With a massive catalog of built works, and an ever-increasing scale of design, Foster+Partners is known for projects such as the Apple Headquarters Campus in Cupertino, which is a prime example of the design language they’ve become known for: massive scale, heavy reliance on mechanical systems, and a prolific use of concrete and glass. As we develop a better understanding of materials and building performance, new standards are being set for where and how certain materials are used.
To better define those standards, the Royal Institute of British Architects (RIBA) developed a climate pledge that aims to decarbonize the building industry. When presented at the 2021 COP26 climate conference, there were only a handful of large firms that didn’t endorse this pledge with nearly 250 of their peers, chief among them being Foster+Partners. Foster’s firm has regularly clashed with other industry leaders on material use, as “Foster + Partners has also been criticised over its material choices and focus on in-use performance over embodied carbon. Foster defended the use of concrete, which is produced by an industry that accounts for around seven per cent of the world’s carbon dioxide emissions.” [Dezeen].
With this debate in mind, we here at Haven are focusing on reducing our footprint on the projects in and around our home ecosystem here in the Northwest.
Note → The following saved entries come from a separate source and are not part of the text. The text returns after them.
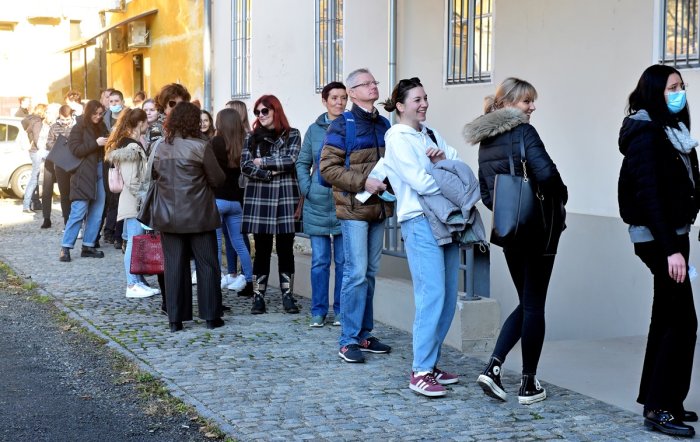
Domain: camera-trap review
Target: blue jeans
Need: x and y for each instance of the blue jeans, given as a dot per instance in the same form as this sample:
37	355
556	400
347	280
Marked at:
434	272
362	243
132	227
321	272
231	216
33	180
91	211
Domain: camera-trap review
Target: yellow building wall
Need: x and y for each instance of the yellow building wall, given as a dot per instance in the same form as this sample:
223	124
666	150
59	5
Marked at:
175	55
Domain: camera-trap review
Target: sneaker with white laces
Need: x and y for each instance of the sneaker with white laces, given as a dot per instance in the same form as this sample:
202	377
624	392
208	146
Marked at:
445	378
427	385
138	291
226	280
155	291
237	284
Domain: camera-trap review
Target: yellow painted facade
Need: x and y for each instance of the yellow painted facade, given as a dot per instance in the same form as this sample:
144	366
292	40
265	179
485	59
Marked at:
175	53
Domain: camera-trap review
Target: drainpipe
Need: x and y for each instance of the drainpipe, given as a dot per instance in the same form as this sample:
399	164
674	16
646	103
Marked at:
207	55
392	50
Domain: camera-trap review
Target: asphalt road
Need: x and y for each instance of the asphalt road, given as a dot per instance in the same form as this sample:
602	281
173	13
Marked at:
58	385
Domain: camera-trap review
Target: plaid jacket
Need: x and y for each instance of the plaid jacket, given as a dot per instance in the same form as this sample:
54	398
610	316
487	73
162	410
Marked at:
272	193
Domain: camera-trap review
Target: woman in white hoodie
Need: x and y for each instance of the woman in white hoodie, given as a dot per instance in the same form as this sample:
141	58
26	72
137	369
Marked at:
411	150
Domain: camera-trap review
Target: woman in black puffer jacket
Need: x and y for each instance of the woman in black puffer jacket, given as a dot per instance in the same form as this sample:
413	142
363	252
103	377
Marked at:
500	131
658	193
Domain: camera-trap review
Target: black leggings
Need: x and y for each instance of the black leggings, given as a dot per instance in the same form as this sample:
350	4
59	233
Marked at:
530	274
263	251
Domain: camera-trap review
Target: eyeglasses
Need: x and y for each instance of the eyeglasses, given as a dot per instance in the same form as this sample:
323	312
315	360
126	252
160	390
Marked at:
366	84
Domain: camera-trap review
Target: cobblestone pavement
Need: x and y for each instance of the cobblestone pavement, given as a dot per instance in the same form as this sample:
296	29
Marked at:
272	377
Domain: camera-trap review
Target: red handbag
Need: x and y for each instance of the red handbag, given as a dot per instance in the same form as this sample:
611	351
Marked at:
146	254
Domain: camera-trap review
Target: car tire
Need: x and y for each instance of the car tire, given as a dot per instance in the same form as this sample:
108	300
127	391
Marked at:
20	179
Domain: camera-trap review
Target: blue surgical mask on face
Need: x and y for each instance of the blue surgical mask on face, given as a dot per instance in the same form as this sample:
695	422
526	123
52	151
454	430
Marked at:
676	101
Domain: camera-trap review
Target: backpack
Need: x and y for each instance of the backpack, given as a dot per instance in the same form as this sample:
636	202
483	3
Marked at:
350	138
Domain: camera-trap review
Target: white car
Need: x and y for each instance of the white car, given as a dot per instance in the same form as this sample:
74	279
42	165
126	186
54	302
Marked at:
15	165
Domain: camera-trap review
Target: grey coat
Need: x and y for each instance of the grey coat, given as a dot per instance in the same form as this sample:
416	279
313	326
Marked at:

Key to that approach is our intentional and intimate planning process, wherein we work as closely as we can with clients to ensure that the final project performs up to our standards, while still doing no harm to the surrounding environment.
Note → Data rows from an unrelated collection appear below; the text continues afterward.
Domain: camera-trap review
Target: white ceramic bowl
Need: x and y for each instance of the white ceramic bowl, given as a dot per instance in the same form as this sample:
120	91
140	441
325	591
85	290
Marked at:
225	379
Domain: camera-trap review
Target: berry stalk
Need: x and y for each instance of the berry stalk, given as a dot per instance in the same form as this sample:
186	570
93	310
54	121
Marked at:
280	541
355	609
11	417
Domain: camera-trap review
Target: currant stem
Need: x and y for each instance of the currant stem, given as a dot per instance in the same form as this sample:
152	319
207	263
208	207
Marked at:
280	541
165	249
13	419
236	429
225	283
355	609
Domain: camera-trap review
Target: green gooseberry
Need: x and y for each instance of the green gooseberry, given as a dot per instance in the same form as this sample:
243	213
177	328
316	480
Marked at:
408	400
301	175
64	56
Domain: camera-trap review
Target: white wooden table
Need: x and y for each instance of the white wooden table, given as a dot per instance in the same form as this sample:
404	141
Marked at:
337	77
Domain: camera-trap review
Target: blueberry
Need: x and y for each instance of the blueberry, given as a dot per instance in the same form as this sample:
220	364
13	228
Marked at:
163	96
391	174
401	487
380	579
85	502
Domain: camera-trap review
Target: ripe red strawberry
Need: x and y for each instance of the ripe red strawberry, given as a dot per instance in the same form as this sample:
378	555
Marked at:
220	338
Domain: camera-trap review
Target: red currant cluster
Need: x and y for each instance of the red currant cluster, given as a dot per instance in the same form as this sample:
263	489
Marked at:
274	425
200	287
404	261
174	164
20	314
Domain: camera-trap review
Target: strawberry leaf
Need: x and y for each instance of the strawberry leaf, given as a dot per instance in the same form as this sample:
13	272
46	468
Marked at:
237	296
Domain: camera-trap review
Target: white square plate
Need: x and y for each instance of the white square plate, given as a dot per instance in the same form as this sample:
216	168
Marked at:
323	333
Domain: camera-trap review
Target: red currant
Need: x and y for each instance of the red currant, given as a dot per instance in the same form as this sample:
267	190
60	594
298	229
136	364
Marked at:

It’s healthy to have ongoing discussions about how we practice architecture, and dissenting opinions like the ones presented by Foster are important to moving the culture forward. We are obviously practicing at a much smaller scale than Foster+Partners, but in many ways that’s what makes our work so intentional. If you can dedicate the time and care to each client and project, then you can ensure that each and every resulting building has been designed to perform well and minimize its environmental impact.